Dementsprechend wird Ihnen in meinen Kultur-Impressionen das eine Mal mehr die staunende Naivität der Touristin, das andere Mal mehr die krittelnde Ignoranz der von Peter L. Berger so genannten internationalen intellektuellen Elite begegnen: Denn diese viermonatige, von mindestens einer Rückreise durchbrochene Stippvisite bietet mit den hier eingegangenen Lehr- und allzeit drängenden Schreibverpflichtungen nicht genug Zeit, die Daten, die ich beobachtend teilnehmend sammeln werde, mit der lebensweltanalytischen Tiefe auszuwerten, die ethnographisch erforderlich wäre – auch wenn ich durch meine Brookliner Wohngemeinschaft zumindest zeitweise unter der akademischen Milieuglocke hervortauche.

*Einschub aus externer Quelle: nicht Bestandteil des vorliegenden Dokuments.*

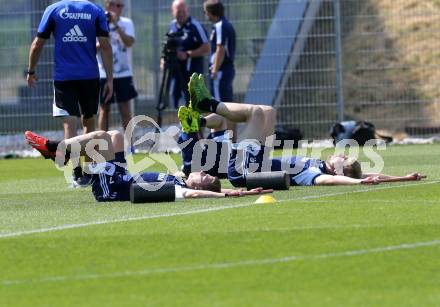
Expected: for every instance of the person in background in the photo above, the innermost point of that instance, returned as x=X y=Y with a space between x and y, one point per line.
x=75 y=25
x=192 y=46
x=221 y=65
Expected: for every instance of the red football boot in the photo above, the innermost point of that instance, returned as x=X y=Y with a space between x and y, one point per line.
x=39 y=143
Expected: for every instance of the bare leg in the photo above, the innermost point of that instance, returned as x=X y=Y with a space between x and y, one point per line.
x=104 y=116
x=117 y=140
x=124 y=110
x=81 y=143
x=215 y=122
x=260 y=119
x=88 y=124
x=70 y=126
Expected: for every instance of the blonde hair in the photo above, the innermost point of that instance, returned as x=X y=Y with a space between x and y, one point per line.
x=352 y=168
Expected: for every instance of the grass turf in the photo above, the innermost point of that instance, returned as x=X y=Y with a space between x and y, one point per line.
x=318 y=246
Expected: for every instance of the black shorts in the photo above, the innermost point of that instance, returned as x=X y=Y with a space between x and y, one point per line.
x=76 y=98
x=123 y=90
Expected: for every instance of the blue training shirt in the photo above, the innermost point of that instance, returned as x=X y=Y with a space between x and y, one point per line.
x=75 y=25
x=193 y=36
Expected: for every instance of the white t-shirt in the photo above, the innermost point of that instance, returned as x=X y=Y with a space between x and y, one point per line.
x=122 y=59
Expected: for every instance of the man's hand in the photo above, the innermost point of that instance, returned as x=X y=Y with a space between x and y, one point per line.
x=113 y=18
x=371 y=180
x=415 y=176
x=108 y=90
x=214 y=75
x=31 y=79
x=182 y=55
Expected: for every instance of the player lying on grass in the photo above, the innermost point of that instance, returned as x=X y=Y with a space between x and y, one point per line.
x=191 y=144
x=110 y=180
x=260 y=121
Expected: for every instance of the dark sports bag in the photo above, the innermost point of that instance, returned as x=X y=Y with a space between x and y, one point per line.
x=360 y=131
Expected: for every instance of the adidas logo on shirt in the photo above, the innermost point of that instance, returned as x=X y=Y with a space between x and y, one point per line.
x=74 y=35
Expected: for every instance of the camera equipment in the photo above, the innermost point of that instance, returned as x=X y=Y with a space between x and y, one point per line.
x=169 y=54
x=108 y=16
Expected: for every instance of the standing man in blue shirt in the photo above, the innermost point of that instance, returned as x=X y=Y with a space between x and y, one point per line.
x=221 y=65
x=75 y=25
x=192 y=46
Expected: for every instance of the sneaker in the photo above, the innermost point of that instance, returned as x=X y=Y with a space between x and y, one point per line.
x=39 y=143
x=189 y=119
x=197 y=91
x=82 y=182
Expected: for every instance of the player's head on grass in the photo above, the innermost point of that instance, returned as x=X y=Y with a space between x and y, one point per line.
x=202 y=181
x=344 y=166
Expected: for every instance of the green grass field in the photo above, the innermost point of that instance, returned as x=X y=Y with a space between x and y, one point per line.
x=317 y=246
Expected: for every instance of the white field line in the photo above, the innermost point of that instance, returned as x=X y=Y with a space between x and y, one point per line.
x=224 y=265
x=197 y=211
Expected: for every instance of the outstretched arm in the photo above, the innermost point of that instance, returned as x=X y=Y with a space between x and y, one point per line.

Obwohl die hiesigen klimatischen Verhältnisse vor meinem Abflug eine Landung an der Ostküste kurzzeitig zweifelhaft erschienen ließen, steht mir hoffentlich kein Ereignis bevor, das aufgrund seiner Außeralltäglichkeit einen so eindrucksvollen Bericht über die amerikanische Gesellschaft hervorbringen würde, wie es Manfred Prisching zu Beginn seiner Gastprofessur in New Orleans mit dem Hurrican Katrina widerfahren ist. Zum Thema wird mir folglich lediglich die für den Kulturfremdling anormale Normalität des Alltäglichen werden, wobei mich mehr als das Fremde die Beobachtung ins Staunen versetzt, wie schnell ich als Fremde in der Fremde Routinen des Alltags entwickle: trotz Jetlag, der erwartungsgemäß pro Stunde Zeitverschiebung einen Tag beansprucht hat, habe ich nach nur einer Woche einen geregelten Morgenablauf, der nun allerdings keineswegs, was mich dann wiederum nicht verwundern würde, schlicht mit dem daheim bewährten identisch ist. Während sich das Neue zum Teil als Anpassungsleistung an die soziale Umwelt erklären lässt, ist mir manches selber unerklärlich.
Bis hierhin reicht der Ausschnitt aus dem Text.